ROT13 or the date in base36 (to keep it short) might help when you need to spell your email address over the phone. Today is oaf@example.com.
I will update my technique to use incorporate this method, thanks!
There are people that will read an email from "SamsungCeo@gmail.com" and think it's actually from the owner of the company...
The most shocking thing was that I was calling them regarding an issue in which they required me to prove my identity, and yet the person I spoke with didn't seem to be well versed in security measures.
Also: I use a separate alias for every company (and sometimes individual) I deal with. In the 25 or so years I've been doing this, so far I'm up to over 1,000 aliases.

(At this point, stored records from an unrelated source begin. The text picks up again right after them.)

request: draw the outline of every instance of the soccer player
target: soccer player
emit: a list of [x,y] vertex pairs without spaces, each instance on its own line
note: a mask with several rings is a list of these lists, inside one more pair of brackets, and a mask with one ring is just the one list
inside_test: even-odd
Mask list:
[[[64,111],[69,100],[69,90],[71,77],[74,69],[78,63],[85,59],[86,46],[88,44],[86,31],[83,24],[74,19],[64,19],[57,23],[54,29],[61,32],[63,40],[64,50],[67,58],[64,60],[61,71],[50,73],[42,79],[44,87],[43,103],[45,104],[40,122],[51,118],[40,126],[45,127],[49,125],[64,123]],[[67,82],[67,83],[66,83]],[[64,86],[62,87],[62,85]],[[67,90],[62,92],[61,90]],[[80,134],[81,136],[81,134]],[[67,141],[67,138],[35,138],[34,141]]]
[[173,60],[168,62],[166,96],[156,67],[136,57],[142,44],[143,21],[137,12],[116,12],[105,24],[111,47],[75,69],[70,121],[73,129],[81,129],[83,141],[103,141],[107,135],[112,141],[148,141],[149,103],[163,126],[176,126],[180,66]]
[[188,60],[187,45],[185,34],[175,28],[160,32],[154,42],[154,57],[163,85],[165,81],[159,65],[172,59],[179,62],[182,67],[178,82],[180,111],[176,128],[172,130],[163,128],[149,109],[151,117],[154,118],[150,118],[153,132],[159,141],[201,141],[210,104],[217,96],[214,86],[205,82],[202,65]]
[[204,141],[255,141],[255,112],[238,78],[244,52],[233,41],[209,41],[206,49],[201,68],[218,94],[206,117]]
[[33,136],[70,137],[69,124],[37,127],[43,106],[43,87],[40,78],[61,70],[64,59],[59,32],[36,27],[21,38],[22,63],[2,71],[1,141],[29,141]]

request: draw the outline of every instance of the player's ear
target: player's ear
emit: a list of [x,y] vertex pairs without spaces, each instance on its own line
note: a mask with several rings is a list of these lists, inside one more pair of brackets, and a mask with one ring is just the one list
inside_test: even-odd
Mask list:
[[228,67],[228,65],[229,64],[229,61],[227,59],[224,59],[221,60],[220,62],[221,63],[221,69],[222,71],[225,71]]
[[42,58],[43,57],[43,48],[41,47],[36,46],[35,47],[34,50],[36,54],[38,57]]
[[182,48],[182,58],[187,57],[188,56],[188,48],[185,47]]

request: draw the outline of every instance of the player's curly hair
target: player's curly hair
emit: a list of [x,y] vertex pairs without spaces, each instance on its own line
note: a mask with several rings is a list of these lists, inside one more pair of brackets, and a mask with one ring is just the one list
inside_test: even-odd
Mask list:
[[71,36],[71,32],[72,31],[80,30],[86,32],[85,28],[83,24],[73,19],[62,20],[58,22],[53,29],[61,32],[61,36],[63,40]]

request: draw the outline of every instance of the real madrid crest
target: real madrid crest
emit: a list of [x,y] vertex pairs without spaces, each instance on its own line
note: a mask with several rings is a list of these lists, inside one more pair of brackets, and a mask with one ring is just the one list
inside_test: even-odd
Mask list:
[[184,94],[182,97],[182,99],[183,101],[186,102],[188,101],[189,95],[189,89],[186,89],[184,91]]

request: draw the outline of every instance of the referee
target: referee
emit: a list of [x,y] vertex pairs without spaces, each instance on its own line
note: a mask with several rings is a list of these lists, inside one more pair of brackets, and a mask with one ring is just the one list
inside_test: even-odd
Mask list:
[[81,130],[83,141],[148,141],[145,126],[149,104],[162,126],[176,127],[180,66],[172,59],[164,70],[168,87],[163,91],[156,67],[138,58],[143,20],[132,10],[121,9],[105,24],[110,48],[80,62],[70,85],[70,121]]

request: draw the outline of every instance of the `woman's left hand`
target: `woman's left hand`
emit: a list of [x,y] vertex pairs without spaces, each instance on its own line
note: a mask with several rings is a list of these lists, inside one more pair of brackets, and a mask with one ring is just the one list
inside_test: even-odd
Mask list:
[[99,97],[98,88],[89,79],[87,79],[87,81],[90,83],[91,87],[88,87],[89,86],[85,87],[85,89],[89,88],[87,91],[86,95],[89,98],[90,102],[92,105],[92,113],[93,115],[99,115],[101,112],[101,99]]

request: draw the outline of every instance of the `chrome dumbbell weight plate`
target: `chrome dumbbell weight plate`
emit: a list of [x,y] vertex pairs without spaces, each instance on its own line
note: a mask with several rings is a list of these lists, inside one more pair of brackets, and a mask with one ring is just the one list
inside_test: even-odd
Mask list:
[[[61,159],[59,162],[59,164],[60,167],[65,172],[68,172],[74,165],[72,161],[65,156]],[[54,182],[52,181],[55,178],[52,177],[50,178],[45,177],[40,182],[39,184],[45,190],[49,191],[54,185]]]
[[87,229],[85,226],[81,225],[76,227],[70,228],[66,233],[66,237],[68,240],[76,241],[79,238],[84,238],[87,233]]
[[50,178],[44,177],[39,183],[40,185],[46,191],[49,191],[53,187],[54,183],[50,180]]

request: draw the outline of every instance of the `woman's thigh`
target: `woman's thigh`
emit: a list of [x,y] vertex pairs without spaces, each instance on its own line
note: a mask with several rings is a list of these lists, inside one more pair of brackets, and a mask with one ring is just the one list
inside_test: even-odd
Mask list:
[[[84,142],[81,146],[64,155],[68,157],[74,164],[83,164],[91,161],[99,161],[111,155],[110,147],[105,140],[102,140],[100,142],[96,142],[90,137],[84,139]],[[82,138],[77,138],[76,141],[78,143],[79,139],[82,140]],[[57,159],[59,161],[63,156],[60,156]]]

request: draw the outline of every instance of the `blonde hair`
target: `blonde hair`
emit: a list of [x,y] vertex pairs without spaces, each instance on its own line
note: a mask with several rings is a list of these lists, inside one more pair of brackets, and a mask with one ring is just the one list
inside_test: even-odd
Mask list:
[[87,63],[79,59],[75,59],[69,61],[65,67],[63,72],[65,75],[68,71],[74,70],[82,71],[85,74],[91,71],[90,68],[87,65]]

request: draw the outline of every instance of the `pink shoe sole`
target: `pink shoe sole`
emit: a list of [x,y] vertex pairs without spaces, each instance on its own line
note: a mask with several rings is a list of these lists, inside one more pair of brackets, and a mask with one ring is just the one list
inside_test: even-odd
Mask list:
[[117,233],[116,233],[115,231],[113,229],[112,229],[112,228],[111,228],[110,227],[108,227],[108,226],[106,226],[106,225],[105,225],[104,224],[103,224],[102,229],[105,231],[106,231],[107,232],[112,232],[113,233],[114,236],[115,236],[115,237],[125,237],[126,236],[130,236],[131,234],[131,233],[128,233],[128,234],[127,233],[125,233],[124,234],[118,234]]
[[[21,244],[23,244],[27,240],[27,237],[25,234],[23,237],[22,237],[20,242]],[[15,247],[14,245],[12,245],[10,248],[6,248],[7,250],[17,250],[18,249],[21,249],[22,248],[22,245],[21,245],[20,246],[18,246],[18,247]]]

For specific vendors where I am at the shop, I just make up an alias email with their name in it.
For apps, services, I configured bitwarden to create email aliases on Fastmail, so they are linked to a service.
Every entity gets it's own email address. As others have pointed out, it lets me track who ends up with it. Sometimes I find it surprising, mostly I don't. Sometimes, though, people are up to some shit.
edit to say that those actually creating mailboxes for everything should just use aliases that funnel to a single mailbox. So much easier to maintain than having to have a huge keepass db.
edit 2 employ dmarc if you want to see who is trying really game
I wrote my own code to tie it all together, but there are tutorials that show how to do pretty much the same thing if you do some searching.
I have my email stack running on linux in a cheap VPS.
The main problem most people run into is having poor ip and/or domain reputation with the large mailbox providers. (gmail, yahoo, etc.) It takes time and not sending email that looks spammy to build enough reputation to get delivery to the inbox and avoid being sent to the spam folder. You can get an idea of domain/ip rep by signing up for google postmaster tools and entering your domain and ip or block of IPs from which you are sending. If you are lucky when you sign up for a cheap VPS you will get an IP address that does not have a bed ruputation or at least no reputation.
My setup is only for my personal, non-commercial stuff.
You could also use a setup like this with integrated with something like AWS SES in order to mitigate bad IP reputation.
edited to fix a typo
Beyond that I don’t worry about this too much.
As a side note - amazed that iPhone autocorrect corrected my “owned” to pwned in above
So if I sign up for a service like amazon.com, my email address will be amazon.com@[my-spam-domain].com so I know exactly who is selling my email address. I do this for every service that asks for an email address.
I'd never use a "plus" email address from my main email account, which is far too easy for spammers to figure out my real email address from.
My message stats: You have 245 spamgourmet address(es). 827 emails forwarded, 28,605 eaten.
The #1 worst offender for selling my address was Yahoo, followed by the German magazine Der Spiegel, then Groupon. But my stats go back 20 years, so this may not represent current sharing activity. I also have many many examples of registering at all kinds of sketchy websites that have never used that temp address beyond the initial registration confirmation..
Sorting by created date, in the most recent 5 years, my temp addresses seem to be getting shared and re-used considerably less frequently, which probably correlates to the overall death of email, which is for old people, so I am told.
Because yahoo also hosted @yahoo addresses, it would have been pretty noticeable if they sold the addresses of their own users.
"EDIT:which probably correlates to the overall death of email, which is for old people, so I am told."
Still alive and kicking as the de facto passport of the internet.